When I started this effort, I didn’t realized how much being alone might matter. It didn’t seem to matter last year during my Lenten meditations, but then I wasn’t stretching myself anywhere near the way I am this time. For the first time, I have come to realize how much I miss having a partner, another man, or even a few men, to physically share this journey. And you need to know that this insight is not just for Lent, but in my life in general. For the last year I have not had anyone to regularly interact with in a disciplined spiritual way. I can honestly say, I didn’t realize how significant that was until this moment.

So, I believe that one important result of this Lenten effort will be for me to find someone to walk with. My prayer today is that God will help me to find that person (or persons). If you are alone or lacking a close spiritual partner, my prayer is that by the grace of God you will find someone; a man for you men, and a woman for you women. That is my prayer today and may God in his compassion grant that to each of us who is in need.

2 thoughts on “Lent 06: Day 16

  1. Hello William,
    This is my first comment since coming find your weblog last week. I have recommended it to a fellow minister in Port Talbot, who I know will, like myself, appreciate the longings you express for an ever-deepening journey with Christ.

    My friend called me several weeks ago and asked if I wanted to join him in fasting for Lent. Though I’ve fasted before, I’ve never observed Lent, it not being part of my own ‘religous’ tradition. But I agreed. I’ve chosen a fast, of sorts, from the televison over this time. And of course, I watched some tele last night, paying the price in conscience this morning as I struggled with the images filling my head as I woke up. I wrote my own post, more personally removed than yours, out of my sense of need for a repentance I do not feel, but crave.

    I’m writing here because of what you say about a spiritual partner.

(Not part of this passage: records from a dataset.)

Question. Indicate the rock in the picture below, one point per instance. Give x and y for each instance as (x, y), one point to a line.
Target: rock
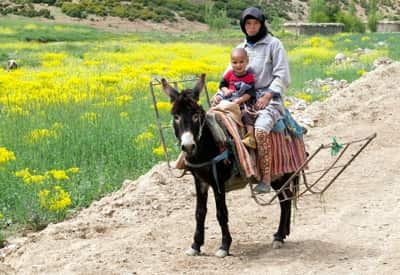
(11, 65)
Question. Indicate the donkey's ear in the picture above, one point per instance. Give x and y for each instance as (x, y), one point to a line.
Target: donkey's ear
(199, 86)
(171, 92)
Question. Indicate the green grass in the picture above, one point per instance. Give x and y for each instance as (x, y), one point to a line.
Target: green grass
(105, 149)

My friend in Port Talbot has been that to me this past year or two. As an ex-pat from America, I’m removed by an ocean from several I can share Christ with on a more intimate level. I’ve been thinking of my loneliness this week, with some self-pity to be sure, and knowing that only Christ can meet that need in me which is so great it would consume a lesser friend.

    I don’t mean the flesh and blood of fellow believers isn’t necessary and satisfying for fellowship in the suffering of Christ, but I find my own sin so great, my neediness so intense, that it often drives others away. They protest in their kindness and say it isn’t so, yet I seldom find that “two becoming one flesh”, that spiritual marriage with another soul.

    Divorce, my parents and my own, drug addiction, and a generally hedonistic life have so deformed the image of God in my soul, that I wonder daily why on earth he has called me to the pastoral ministry. “Who is sufficient for this things?” Paul rightly asked us.

    Then of course, I turn once more to Christ, the true image of God, the cruciform image that God calls me to behold and in grace he gives me the gift of repentance, that “broken and contrite heart” that lives in Christ, the true Jar of Clay. I cannot even feel a sorrow for my sin until he says, “Come unto me and I will give you rest”. I find the gift is in the call to come wear the yoke of serving with him in bearing the sin that humiliates and frightens us. The power is not in the yoke but in the one who pulls a weight I cannot even imagine…

    I better stop. I’m in a mood, wanting to share it with a soul I know has “eyes that see”. Thanks, if only for opening the door where “all may come in”.

  2. I find an unwillingness or inability for us to find God (or be found by him) in praying together. There seems to be a strong resistance to the spirit of repentance and confession as a way of life rather than a mere event. I believe the “offense of the cross” is stronger than ever in the West today. The loneliness is just beginning. May God keep you until we “see him as he is”.